Puisse Dieu poser sur nous son regard - Rails ; Le vaste monde blanc ; Un bateau pour les poupées
de Milena Marcović

critiqué par Sahkti, le 7 mars 2007
(Genève - 50 ans)


La note:  étoiles
Quelque part, dans un pays détruit
Encore une belle découverte chez ce remarquable éditeur qu'est "L'Espace d'un Instant", curieux des littératures de l'Europe de l'Est dans le domaine théâtral.
Milena Markovic est serbe. Dans ce recueil, elle pose un regard acerbe et cynique, à travers un humour décalé, sur la guerre en ex-Yougoslavie, avant, pendant et après, via trois textes qui font froid dans le dos.
Dans chacun d'eux s'esquisse un conte, une allégorie, puissante métaphore de la vie qui fut celle de tous ces êtres habités par la guerre et le désespoir.

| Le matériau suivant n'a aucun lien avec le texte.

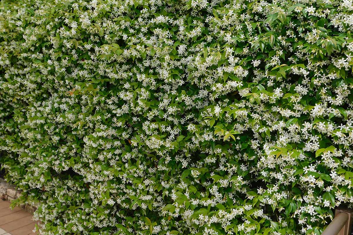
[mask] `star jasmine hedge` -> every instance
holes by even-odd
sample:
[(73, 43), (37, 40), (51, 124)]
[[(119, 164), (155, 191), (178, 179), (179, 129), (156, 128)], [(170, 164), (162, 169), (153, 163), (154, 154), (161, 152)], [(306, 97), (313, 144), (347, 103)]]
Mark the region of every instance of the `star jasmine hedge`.
[(3, 0), (13, 205), (47, 235), (319, 235), (353, 205), (352, 11)]

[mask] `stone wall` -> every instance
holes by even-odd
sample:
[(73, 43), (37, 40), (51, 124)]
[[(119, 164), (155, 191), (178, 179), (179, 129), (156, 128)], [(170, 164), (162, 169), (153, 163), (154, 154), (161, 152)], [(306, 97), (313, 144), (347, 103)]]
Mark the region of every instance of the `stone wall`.
[[(2, 178), (0, 178), (0, 200), (12, 201), (20, 197), (22, 193), (21, 190), (17, 190), (16, 186), (10, 184)], [(26, 211), (33, 213), (36, 208), (28, 204), (23, 204), (20, 206)]]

Le premier récit met en scène un fou, un type pas net, un héros et une pauvre fille perdue. Via de courts tableaux représentant autant de tranches de vie, Milena Markovic expose la misère humaine et la désillusion d'un peuple qui ne posséde plus rien, ni âme ni fierté, et qui doit se battre ne serait-ce que pour avoir le droit d'exister.
La seconde pièce ressemble à une fable, celle d'un roi qui épousa une pauvre fille parce qu'elleé tait très belle et termina ainsi au royaume des ténèbres, à découvrir ce qu'est la souffrance, la peur et la mort. Acerbe, vif, extrêmement pertinent dans sa justesse de ton, ce texte dénonce l'ivresse du pouvoir et le miroir aux alouettes, les alliances variables et les fausses promesses.
Le troisième est à mes yeux le plus cruel, le plus sordide. Des personnages bien connus des contes pour enfants, tels Alice ou Blanche-Neige, font face aux dérives de l'âme humaine, à ses noirceurs et sa perversité. Les enfants sont devenus adultes sans avoir eu le temps de respirer.

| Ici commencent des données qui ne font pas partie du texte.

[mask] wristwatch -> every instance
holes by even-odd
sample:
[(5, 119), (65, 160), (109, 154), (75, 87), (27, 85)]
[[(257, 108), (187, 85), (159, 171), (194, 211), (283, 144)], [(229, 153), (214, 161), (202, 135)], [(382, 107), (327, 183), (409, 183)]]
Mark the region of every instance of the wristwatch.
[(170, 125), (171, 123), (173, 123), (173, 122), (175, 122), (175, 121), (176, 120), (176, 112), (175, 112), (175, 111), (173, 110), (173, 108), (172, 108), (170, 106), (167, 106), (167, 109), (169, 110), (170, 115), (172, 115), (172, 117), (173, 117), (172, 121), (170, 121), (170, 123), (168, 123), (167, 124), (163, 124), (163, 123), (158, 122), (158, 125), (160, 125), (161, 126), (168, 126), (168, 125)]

Une belle découverte, je l'ai dit. Parce que Milena Markovic, avec son écriture alerte et son humour grinçant, donne un coup de poing dans la fourmilière des idéologies et des rêves stériles. J'aime comme elle le fait, avec une violence subtile et un langage drôle. Drôle au point d'en être effrayant, parce qu'il est en même temps terriblement réaliste. Et fait froid dans le dos... parce que nous n'avons rien fait.